Skip to main content

AGG_STATE

AGG_STATE​

description​

  AGG_STATE cannot be used as a key column, and the signature of the aggregation function must be declared at the same time when creating the table.
User does not need to specify length and default value. The actual stored data size is related to the function implementation.

AGG_STATE can only be used with state /merge/union function combiner usage.

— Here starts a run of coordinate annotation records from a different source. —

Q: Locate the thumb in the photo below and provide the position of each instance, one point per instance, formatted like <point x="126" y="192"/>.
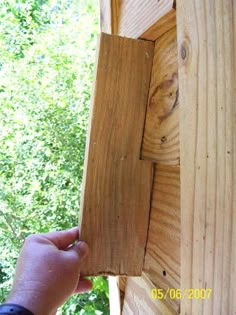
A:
<point x="81" y="248"/>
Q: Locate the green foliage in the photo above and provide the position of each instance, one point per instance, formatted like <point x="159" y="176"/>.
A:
<point x="46" y="67"/>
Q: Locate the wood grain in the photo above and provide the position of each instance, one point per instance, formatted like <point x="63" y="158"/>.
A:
<point x="207" y="61"/>
<point x="162" y="258"/>
<point x="117" y="185"/>
<point x="160" y="27"/>
<point x="136" y="17"/>
<point x="138" y="299"/>
<point x="109" y="16"/>
<point x="106" y="16"/>
<point x="161" y="133"/>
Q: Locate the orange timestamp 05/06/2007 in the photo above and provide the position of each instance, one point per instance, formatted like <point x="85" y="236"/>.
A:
<point x="180" y="294"/>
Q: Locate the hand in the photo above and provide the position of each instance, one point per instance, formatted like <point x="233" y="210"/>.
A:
<point x="48" y="271"/>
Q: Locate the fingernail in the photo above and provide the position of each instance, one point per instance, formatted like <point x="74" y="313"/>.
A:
<point x="83" y="249"/>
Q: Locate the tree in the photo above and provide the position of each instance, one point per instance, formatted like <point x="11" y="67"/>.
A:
<point x="47" y="58"/>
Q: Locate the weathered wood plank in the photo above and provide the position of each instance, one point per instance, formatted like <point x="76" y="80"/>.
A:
<point x="106" y="16"/>
<point x="161" y="133"/>
<point x="117" y="185"/>
<point x="136" y="17"/>
<point x="114" y="296"/>
<point x="206" y="40"/>
<point x="162" y="258"/>
<point x="166" y="23"/>
<point x="109" y="16"/>
<point x="138" y="299"/>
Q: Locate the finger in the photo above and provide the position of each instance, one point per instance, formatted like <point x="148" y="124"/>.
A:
<point x="62" y="239"/>
<point x="81" y="249"/>
<point x="84" y="285"/>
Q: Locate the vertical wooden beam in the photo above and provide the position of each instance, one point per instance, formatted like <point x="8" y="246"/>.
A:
<point x="117" y="184"/>
<point x="138" y="299"/>
<point x="137" y="17"/>
<point x="162" y="258"/>
<point x="206" y="41"/>
<point x="161" y="132"/>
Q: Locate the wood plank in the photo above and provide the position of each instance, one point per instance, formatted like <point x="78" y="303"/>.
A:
<point x="163" y="25"/>
<point x="109" y="16"/>
<point x="207" y="67"/>
<point x="136" y="17"/>
<point x="117" y="185"/>
<point x="114" y="296"/>
<point x="106" y="16"/>
<point x="162" y="258"/>
<point x="161" y="133"/>
<point x="138" y="299"/>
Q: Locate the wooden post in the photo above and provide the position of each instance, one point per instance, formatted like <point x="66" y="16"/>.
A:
<point x="206" y="45"/>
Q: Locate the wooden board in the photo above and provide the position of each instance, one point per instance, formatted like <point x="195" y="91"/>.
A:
<point x="114" y="296"/>
<point x="160" y="27"/>
<point x="136" y="17"/>
<point x="117" y="185"/>
<point x="207" y="67"/>
<point x="162" y="259"/>
<point x="161" y="133"/>
<point x="138" y="299"/>
<point x="109" y="16"/>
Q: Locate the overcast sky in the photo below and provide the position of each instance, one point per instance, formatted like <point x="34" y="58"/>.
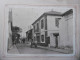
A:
<point x="24" y="17"/>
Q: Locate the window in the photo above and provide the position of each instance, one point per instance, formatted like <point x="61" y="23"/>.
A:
<point x="42" y="24"/>
<point x="42" y="38"/>
<point x="57" y="22"/>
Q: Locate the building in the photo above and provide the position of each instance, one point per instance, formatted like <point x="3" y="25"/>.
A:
<point x="54" y="29"/>
<point x="10" y="30"/>
<point x="29" y="34"/>
<point x="66" y="29"/>
<point x="46" y="29"/>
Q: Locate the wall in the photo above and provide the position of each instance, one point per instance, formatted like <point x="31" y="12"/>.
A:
<point x="66" y="31"/>
<point x="36" y="2"/>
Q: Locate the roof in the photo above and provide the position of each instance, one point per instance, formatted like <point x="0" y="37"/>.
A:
<point x="67" y="12"/>
<point x="54" y="13"/>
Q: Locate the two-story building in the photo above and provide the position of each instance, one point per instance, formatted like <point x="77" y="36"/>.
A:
<point x="66" y="29"/>
<point x="10" y="30"/>
<point x="46" y="29"/>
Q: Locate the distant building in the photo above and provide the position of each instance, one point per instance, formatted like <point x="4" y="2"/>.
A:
<point x="46" y="28"/>
<point x="54" y="29"/>
<point x="10" y="30"/>
<point x="29" y="34"/>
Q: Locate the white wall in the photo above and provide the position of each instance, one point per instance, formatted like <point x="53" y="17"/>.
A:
<point x="36" y="2"/>
<point x="51" y="27"/>
<point x="66" y="31"/>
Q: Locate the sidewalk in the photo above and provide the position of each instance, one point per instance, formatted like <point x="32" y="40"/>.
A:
<point x="64" y="51"/>
<point x="13" y="50"/>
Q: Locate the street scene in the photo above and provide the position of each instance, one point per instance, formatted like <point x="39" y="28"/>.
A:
<point x="40" y="30"/>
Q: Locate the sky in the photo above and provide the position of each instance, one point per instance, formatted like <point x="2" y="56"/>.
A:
<point x="24" y="17"/>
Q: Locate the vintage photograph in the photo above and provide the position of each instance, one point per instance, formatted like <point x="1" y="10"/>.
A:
<point x="40" y="30"/>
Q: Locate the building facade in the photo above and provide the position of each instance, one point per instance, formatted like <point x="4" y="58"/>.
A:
<point x="54" y="29"/>
<point x="66" y="29"/>
<point x="10" y="30"/>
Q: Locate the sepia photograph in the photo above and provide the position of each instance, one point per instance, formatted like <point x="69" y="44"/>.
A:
<point x="40" y="30"/>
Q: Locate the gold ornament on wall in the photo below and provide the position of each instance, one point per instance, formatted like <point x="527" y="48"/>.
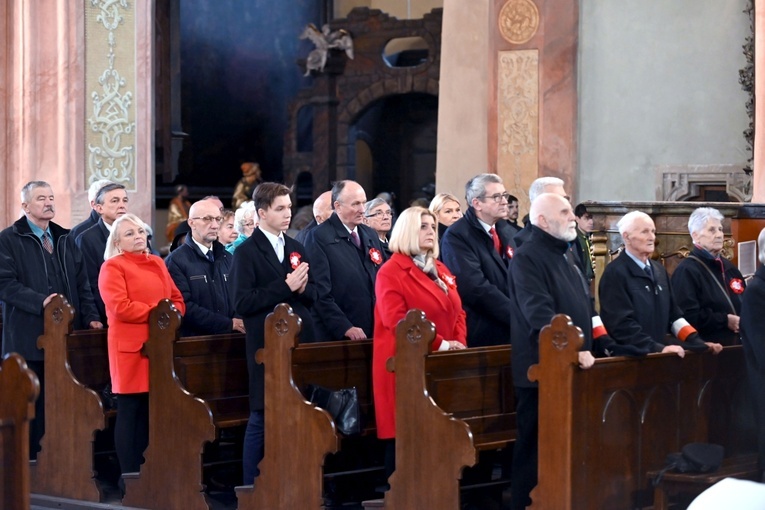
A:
<point x="518" y="21"/>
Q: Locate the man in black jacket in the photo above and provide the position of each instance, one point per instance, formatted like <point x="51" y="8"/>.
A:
<point x="478" y="249"/>
<point x="269" y="268"/>
<point x="543" y="283"/>
<point x="111" y="203"/>
<point x="38" y="259"/>
<point x="636" y="300"/>
<point x="345" y="256"/>
<point x="200" y="269"/>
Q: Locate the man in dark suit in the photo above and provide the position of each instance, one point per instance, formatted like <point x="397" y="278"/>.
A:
<point x="269" y="268"/>
<point x="111" y="203"/>
<point x="478" y="249"/>
<point x="93" y="217"/>
<point x="322" y="209"/>
<point x="345" y="255"/>
<point x="200" y="268"/>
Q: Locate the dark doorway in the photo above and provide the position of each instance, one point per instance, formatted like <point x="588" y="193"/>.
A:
<point x="394" y="147"/>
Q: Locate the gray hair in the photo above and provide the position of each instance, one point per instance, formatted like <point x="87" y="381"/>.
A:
<point x="96" y="187"/>
<point x="375" y="202"/>
<point x="26" y="191"/>
<point x="701" y="216"/>
<point x="476" y="186"/>
<point x="539" y="185"/>
<point x="111" y="246"/>
<point x="241" y="213"/>
<point x="629" y="219"/>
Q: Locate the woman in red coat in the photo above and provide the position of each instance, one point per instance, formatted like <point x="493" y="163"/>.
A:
<point x="411" y="278"/>
<point x="132" y="282"/>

It should be noted that the signature of the aggregation function is also part of the type, and agg_state with different signatures cannot be mixed. For example, if the signature of the table creation statement is max_by(int,int), then max_by(bigint,int) or group_concat(varchar) cannot be inserted. The nullable attribute here is also part of the signature. If you can confirm that you will not enter a null value, you can declare the parameter as not null, which can obtain a smaller storage size and reduce serialization/deserialization overhead.

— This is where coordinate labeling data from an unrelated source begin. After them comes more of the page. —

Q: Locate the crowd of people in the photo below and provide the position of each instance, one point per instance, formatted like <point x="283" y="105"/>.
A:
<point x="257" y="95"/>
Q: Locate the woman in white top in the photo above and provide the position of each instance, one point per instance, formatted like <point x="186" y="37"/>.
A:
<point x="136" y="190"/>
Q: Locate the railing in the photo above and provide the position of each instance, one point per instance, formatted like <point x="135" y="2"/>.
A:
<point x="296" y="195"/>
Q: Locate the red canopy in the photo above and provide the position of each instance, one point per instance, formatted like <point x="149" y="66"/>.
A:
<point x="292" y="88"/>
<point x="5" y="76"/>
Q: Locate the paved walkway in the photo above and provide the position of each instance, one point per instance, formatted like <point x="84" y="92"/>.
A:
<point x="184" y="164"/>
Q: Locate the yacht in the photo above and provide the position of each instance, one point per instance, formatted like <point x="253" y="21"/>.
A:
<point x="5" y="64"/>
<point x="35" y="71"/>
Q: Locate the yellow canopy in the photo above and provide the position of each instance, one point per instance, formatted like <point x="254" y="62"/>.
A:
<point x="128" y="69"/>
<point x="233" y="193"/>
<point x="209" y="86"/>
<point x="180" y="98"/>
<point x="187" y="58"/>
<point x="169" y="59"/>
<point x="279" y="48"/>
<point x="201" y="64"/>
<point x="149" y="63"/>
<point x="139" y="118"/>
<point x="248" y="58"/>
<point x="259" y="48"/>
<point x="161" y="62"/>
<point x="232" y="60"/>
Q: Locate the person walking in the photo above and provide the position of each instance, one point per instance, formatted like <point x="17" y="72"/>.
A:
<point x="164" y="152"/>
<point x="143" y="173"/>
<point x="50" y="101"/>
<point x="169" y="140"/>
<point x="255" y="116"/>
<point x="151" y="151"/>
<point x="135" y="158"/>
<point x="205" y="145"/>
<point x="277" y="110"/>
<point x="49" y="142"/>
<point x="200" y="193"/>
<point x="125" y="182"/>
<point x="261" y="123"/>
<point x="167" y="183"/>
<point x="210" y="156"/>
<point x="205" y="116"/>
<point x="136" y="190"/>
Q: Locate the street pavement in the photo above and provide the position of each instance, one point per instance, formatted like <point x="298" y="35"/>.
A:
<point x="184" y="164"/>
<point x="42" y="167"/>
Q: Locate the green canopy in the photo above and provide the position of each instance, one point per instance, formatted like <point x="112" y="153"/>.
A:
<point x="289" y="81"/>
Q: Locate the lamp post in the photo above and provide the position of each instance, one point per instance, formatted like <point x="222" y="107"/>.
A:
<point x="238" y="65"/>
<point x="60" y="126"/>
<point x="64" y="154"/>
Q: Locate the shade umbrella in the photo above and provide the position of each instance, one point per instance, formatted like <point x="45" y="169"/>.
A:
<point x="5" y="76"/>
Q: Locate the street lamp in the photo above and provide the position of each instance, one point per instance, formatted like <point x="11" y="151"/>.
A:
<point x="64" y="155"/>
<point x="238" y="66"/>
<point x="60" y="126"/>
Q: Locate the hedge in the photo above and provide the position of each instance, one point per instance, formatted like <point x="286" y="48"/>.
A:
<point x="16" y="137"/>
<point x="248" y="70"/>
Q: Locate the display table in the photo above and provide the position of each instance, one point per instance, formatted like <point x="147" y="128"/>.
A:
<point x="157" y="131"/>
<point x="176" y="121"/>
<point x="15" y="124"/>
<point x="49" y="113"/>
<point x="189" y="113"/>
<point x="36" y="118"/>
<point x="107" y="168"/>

Note: Because agg_state stores the intermediate result of the aggregation function, the read and write process is strongly dependent on the specific implementation of the aggregation function, if the implementation of the aggregation function is modified during the Doris version upgrade, it may cause incompatible situations. If the incompatibility occurs, the materialized view using the corresponding agg_state needs to be dropped and recreated, and the underlying aggregation table involved will be directly unavailable, so you need to use agg_state with caution.

example​

Create table example:

  -- after doris-2.1.1
create table a_table(
k1 int null,
k2 agg_state<max_by(int not null,int)> generic,
k3 agg_state<group_concat(string) generic
)
aggregate key (k1)
distributed BY hash(k1) buckets 3
properties("replication_num" = "1");

-- until doris-2.1.0
create table a_table(
k1 int null,
k2 agg_state max_by(int not null,int),
k3 agg_state group_concat(string)
)
aggregate key (k1)
distributed BY hash(k1) buckets 3
properties("replication_num" = "1");

Here k2 and k3 use max_by and group_concat as aggregation types respectively.

Insert data example:

    insert into a_table values(1,max_by_state(3,1),group_concat_state('a'));
insert into a_table values(1,max_by_state(2,2),group_concat_state('bb'));
insert into a_table values(2,max_by_state(1,3),group_concat_state('ccc'));

For the agg_state column, the insert statement must use the state function to generate the corresponding agg_state data, where the functions and input parameter types must completely correspond to agg_state.

Select data example:

    mysql [test]>select k1,max_by_merge(k2),group_concat_merge(k3) from a_table group by k1 order by k1;
+------+--------------------+--------------------------+
| k1 | max_by_merge(`k2`) | group_concat_merge(`k3`) |
+------+--------------------+--------------------------+
| 1 | 2 | bb,a |
| 2 | 1 | ccc |
+------+--------------------+--------------------------+

If you need to get the actual result, you need to use the corresponding merge function.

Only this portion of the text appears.